Should Twitter and Facebook Be Regulated as Utilities? - gukov
http://blog.dilbert.com/post/156377416856/should-twitter-and-facebook-be-regulated-as
======
intopieces
>Realistically, can I quit Twitter and be a successful media personality
without it? Not in today’s world.

Total nonsequitor here. The constitution doesn't guarantee the right to be
famous.

Congress can't silence you, but it doesn't have to give you a megaphone.

The Open Internet was supposed to be the megaphone.

------
norea-armozel
Seriously? No. It doesn't take much skull sweat to figure out why this doesn't
make any sense. First, social media sites are not monopolies nor utilities in
the proper sense.

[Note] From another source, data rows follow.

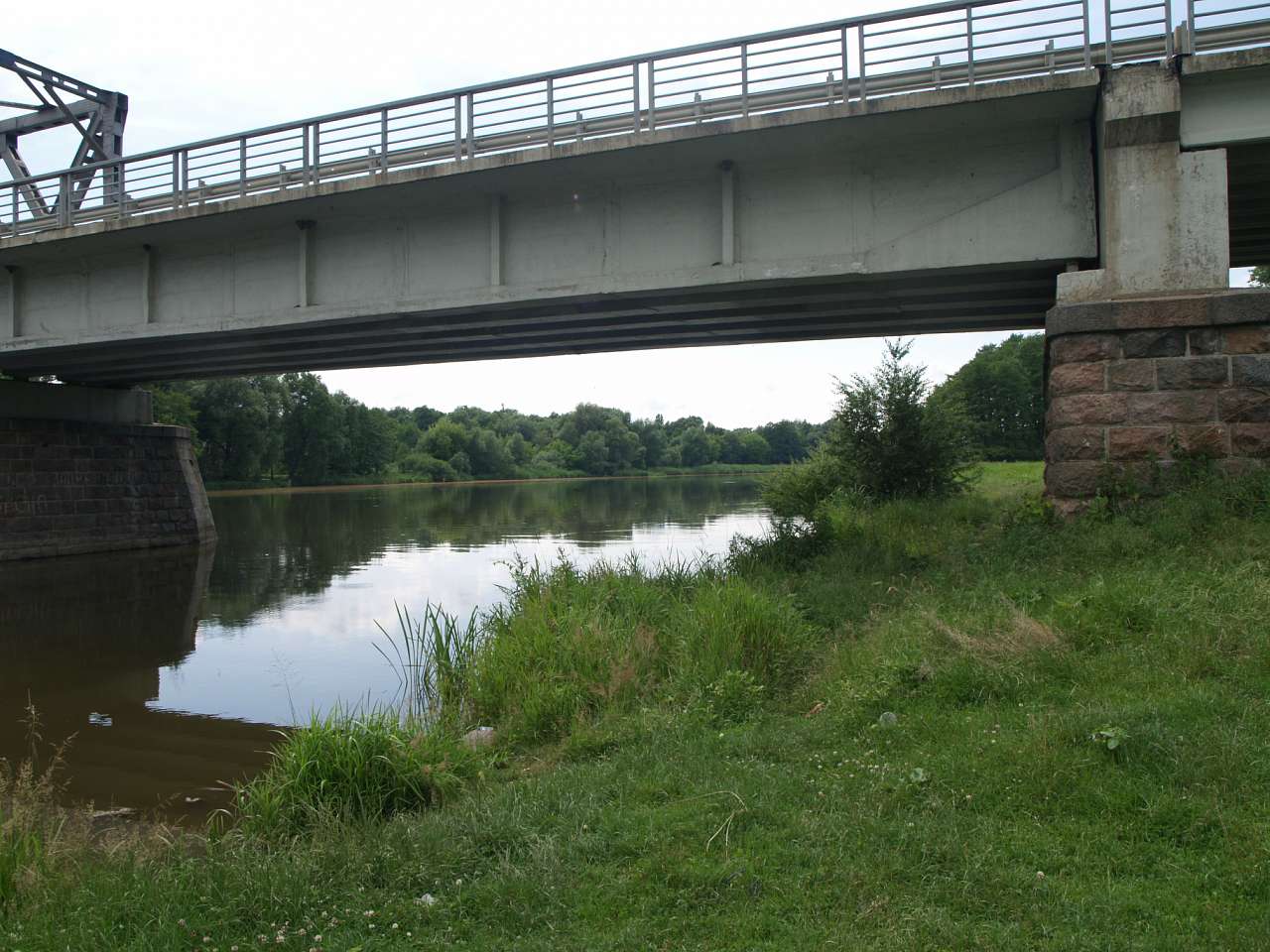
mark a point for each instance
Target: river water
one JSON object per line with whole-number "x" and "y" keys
{"x": 171, "y": 670}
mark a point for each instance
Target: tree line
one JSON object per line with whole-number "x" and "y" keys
{"x": 291, "y": 426}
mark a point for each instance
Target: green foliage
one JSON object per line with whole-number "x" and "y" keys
{"x": 893, "y": 440}
{"x": 571, "y": 645}
{"x": 983, "y": 817}
{"x": 352, "y": 767}
{"x": 890, "y": 438}
{"x": 802, "y": 489}
{"x": 250, "y": 429}
{"x": 1002, "y": 390}
{"x": 733, "y": 698}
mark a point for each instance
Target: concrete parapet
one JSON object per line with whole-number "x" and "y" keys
{"x": 84, "y": 485}
{"x": 1137, "y": 386}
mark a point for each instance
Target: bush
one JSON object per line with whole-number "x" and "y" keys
{"x": 572, "y": 647}
{"x": 352, "y": 769}
{"x": 888, "y": 439}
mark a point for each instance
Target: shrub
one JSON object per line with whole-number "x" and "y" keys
{"x": 352, "y": 769}
{"x": 889, "y": 438}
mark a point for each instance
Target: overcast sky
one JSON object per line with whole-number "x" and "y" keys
{"x": 193, "y": 71}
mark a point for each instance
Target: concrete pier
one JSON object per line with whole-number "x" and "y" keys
{"x": 85, "y": 470}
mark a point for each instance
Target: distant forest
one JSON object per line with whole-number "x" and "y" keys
{"x": 293, "y": 429}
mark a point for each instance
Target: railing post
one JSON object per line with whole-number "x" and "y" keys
{"x": 635, "y": 96}
{"x": 860, "y": 44}
{"x": 846, "y": 71}
{"x": 384, "y": 140}
{"x": 458, "y": 128}
{"x": 305, "y": 171}
{"x": 652, "y": 95}
{"x": 969, "y": 45}
{"x": 471, "y": 125}
{"x": 550, "y": 112}
{"x": 64, "y": 199}
{"x": 1084, "y": 23}
{"x": 1106, "y": 12}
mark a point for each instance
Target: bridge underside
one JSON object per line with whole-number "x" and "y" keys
{"x": 945, "y": 211}
{"x": 929, "y": 302}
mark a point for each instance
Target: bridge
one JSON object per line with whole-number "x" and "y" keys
{"x": 996, "y": 164}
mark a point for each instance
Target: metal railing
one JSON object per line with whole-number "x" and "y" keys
{"x": 920, "y": 49}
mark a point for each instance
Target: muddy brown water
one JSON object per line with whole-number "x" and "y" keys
{"x": 171, "y": 671}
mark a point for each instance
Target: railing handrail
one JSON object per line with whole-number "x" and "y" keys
{"x": 113, "y": 171}
{"x": 598, "y": 66}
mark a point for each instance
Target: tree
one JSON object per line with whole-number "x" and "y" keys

Facebook bans don't affect you ability to get on Twitter.
Twitter bans don't affect your ability to host a Wordpress site. And so on.
Now, if Scott Adams has evidence of blackballing then he has a case for
censorship but I haven't seen him make that case and I think he's not making
that case because he knows he's not being blackballed (and that would show up
under examination of any evidence presented).

------
lbarrett
So, deregulate ISPs, but regulate some sites on the internet? Sure, tha will
lead to good outcomes for everyone.

------
jakeogh
No. Better to let them fail.

------
chambo622
Poor guy thinks a follower saying they don't see his tweets is an indicator of
a vast conspiracy against him by a large corporation.